Chi e' l'uomo di fede? Quali sono le sue prerogative e i suoi ambiti di azione? Che significato ha il suo destino solitario? La persona credente e' ineluttabilmente sospesa
tra individualita' e comunita'; tra le
esistenze diverse, eppur entrambe
necessarie, dell'homo faber e dell'homo
religiosus; tra cosmo e Rivelazione; tra
""natura"" e ""alleanza""; tra pensiero
scientifico e intimo dialogo con Dio.
Che ne e' di un simile essere umano nella societa' contemporanea? E' destinato, sconfitto, a ritrarsi da essa oppure a svolgere, come sempre e' accaduto, un ruolo insostituibile, anche se arduo e spesso incompreso, nel mondo degli uomini?

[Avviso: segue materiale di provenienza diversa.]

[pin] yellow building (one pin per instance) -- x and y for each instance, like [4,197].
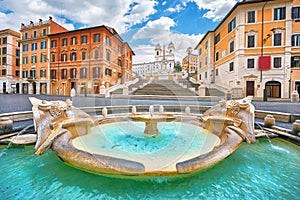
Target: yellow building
[190,62]
[254,49]
[9,61]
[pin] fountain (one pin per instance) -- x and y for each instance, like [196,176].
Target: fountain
[148,144]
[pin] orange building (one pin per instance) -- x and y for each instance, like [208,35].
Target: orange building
[255,48]
[87,58]
[35,65]
[9,61]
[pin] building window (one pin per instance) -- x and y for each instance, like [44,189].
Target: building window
[295,61]
[3,60]
[32,73]
[251,17]
[4,40]
[223,53]
[64,42]
[277,39]
[43,45]
[279,13]
[25,47]
[18,62]
[64,57]
[231,47]
[25,74]
[296,13]
[108,55]
[53,74]
[43,57]
[3,72]
[97,37]
[217,38]
[73,56]
[73,40]
[296,40]
[108,72]
[119,62]
[53,43]
[53,58]
[96,72]
[277,62]
[33,59]
[4,50]
[44,32]
[231,66]
[200,51]
[83,39]
[250,63]
[43,73]
[83,55]
[83,72]
[73,73]
[64,74]
[34,46]
[96,54]
[231,25]
[108,40]
[251,41]
[25,60]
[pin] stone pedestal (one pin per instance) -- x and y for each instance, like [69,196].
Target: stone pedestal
[237,92]
[296,126]
[295,97]
[201,90]
[228,95]
[269,121]
[125,90]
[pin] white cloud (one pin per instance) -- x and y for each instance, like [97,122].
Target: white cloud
[119,14]
[217,9]
[158,31]
[177,8]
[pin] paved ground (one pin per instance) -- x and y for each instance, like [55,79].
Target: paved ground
[17,102]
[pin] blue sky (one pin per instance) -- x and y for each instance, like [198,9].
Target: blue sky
[141,23]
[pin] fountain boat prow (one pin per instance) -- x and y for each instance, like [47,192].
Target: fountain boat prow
[226,125]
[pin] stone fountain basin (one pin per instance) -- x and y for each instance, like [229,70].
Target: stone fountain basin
[63,129]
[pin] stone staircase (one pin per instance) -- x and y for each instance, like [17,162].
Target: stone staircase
[214,92]
[188,83]
[130,87]
[164,87]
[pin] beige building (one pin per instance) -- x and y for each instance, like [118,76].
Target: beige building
[253,49]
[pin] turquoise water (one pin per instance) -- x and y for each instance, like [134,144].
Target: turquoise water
[257,171]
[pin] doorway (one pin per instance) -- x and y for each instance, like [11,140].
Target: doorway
[250,88]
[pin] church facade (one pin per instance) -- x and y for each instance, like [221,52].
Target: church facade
[164,61]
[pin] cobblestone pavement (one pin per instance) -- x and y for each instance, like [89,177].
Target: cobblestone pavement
[18,102]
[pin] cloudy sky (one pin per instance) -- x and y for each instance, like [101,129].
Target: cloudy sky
[141,23]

Un gigante dell'ebraismo del XX secolo, il rabbino e pensatore di origine lituana Joseph Dov Beer Soloveitchik, in questo suo scritto si e' lungamente interrogato al riguardo, decostruendo la sua contemporaneita' e anticipando i tempi presenti.

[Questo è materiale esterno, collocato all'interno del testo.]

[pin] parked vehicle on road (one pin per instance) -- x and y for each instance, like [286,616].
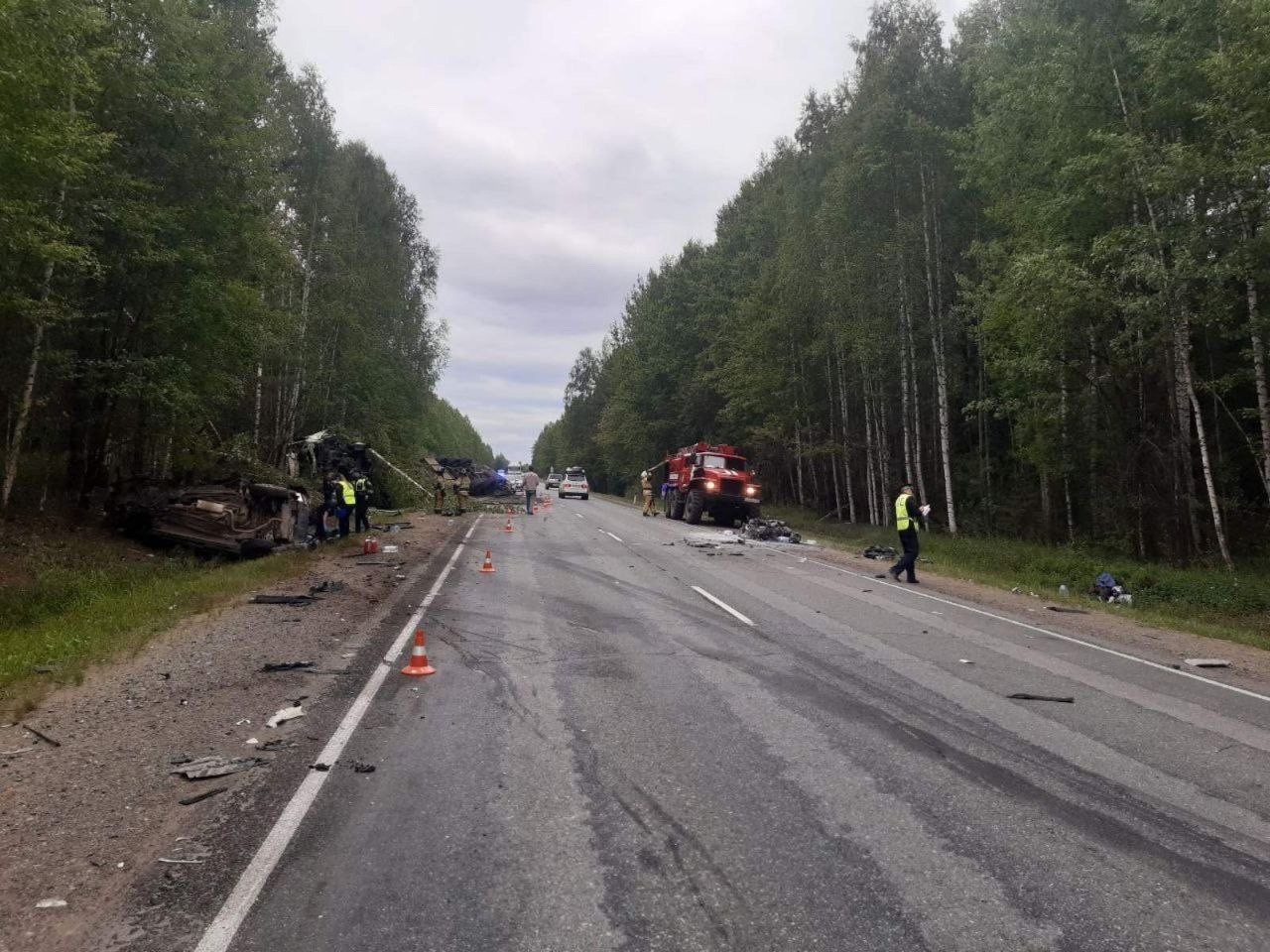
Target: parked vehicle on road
[574,484]
[710,479]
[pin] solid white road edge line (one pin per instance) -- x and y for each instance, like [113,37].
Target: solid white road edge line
[1044,631]
[227,921]
[722,604]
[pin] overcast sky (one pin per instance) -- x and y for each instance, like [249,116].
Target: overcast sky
[561,149]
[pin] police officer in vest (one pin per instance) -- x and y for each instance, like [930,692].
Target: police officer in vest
[363,489]
[347,499]
[908,517]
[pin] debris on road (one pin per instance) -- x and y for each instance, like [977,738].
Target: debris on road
[282,599]
[770,531]
[41,735]
[207,767]
[200,797]
[880,552]
[1056,698]
[286,714]
[285,666]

L'uomo di fede e' dunque destinato ad essere ancora nostro contemporaneo, nonostante il suo ruolo e la sua missione siano oggi divenuti forse piu' complessi che in epoche passate. Anche preghiera e profezia restano ""fatti"" attuali, forme diverse ma convergenti dell'inesausto dialogo tra l'essere umano e Dio, in cui l'individualita' della singola persona necessita imprescindibilmente di una comunita' orante, scaturente dall'Alleanza e da quest'ultima sempre definita.

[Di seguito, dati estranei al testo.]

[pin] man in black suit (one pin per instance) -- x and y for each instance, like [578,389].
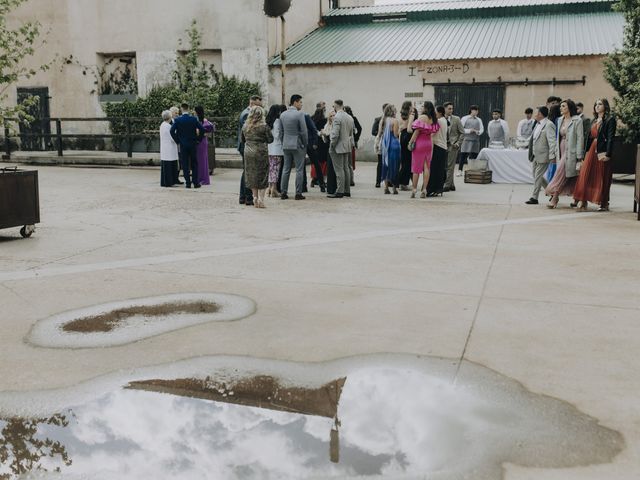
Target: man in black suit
[187,132]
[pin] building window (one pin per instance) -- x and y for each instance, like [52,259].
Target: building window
[117,73]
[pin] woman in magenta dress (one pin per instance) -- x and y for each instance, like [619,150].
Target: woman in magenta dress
[423,127]
[203,148]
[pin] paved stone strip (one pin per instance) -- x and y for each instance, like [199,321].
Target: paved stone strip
[55,271]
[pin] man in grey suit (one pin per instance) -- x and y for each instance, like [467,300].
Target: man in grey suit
[342,141]
[455,135]
[542,149]
[294,138]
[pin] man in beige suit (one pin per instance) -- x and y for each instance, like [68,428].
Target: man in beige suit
[455,135]
[342,141]
[542,149]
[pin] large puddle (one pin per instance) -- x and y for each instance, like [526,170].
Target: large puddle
[386,416]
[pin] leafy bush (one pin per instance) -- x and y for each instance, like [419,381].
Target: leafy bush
[222,97]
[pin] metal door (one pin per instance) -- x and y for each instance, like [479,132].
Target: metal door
[487,97]
[34,137]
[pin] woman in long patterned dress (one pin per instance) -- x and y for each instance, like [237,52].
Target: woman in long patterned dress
[408,115]
[257,136]
[390,148]
[570,151]
[276,154]
[423,127]
[594,182]
[202,151]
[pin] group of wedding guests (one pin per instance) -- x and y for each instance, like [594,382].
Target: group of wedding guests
[274,142]
[425,142]
[571,154]
[182,138]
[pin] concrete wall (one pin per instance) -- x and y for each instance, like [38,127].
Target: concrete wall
[237,30]
[365,87]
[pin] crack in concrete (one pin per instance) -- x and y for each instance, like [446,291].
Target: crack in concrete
[305,242]
[484,289]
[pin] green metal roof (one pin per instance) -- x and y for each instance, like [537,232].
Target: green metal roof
[476,7]
[548,35]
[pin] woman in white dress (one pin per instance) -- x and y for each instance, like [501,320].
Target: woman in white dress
[168,153]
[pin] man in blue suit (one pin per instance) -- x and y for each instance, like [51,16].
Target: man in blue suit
[187,132]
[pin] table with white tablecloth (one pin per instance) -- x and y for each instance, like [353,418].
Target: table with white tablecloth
[507,165]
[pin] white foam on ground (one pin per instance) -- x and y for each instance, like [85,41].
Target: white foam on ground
[401,415]
[49,332]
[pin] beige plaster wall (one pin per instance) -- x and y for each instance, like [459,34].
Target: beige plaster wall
[367,86]
[151,28]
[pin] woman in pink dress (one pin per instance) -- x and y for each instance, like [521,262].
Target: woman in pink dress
[202,151]
[423,127]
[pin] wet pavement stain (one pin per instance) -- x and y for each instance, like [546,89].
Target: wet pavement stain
[385,416]
[123,322]
[107,322]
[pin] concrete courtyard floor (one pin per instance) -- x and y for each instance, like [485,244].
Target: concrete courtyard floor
[550,298]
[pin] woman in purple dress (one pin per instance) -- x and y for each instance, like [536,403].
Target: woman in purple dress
[203,148]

La Solitudine dell'Uomo di Fede e' un capolavoro della produzione spirituale e filosofica del Popolo di Israele nel corso del XX secolo, sinora inedito in Italia. La riflessione etica kantiana e, successivamente, della Scuola di Marburgo, l'esistenzialismo cristiano di Kierkegaard e il pensiero dialogico di Buber trovano si' eco nelle pagine di Soloveitchik, ma sono destinati a restare sullo sfondo, come le note basse suonate dalla pedaliera di un organo. La chiave di violino, entro cui si orienta e si dipana la partitura della riflessione di questo rabbino, e' invece posta dalla vivente tradizione religiosa di Israele: la Bibbia e il Talmud, la Halakhah e la Haggadah.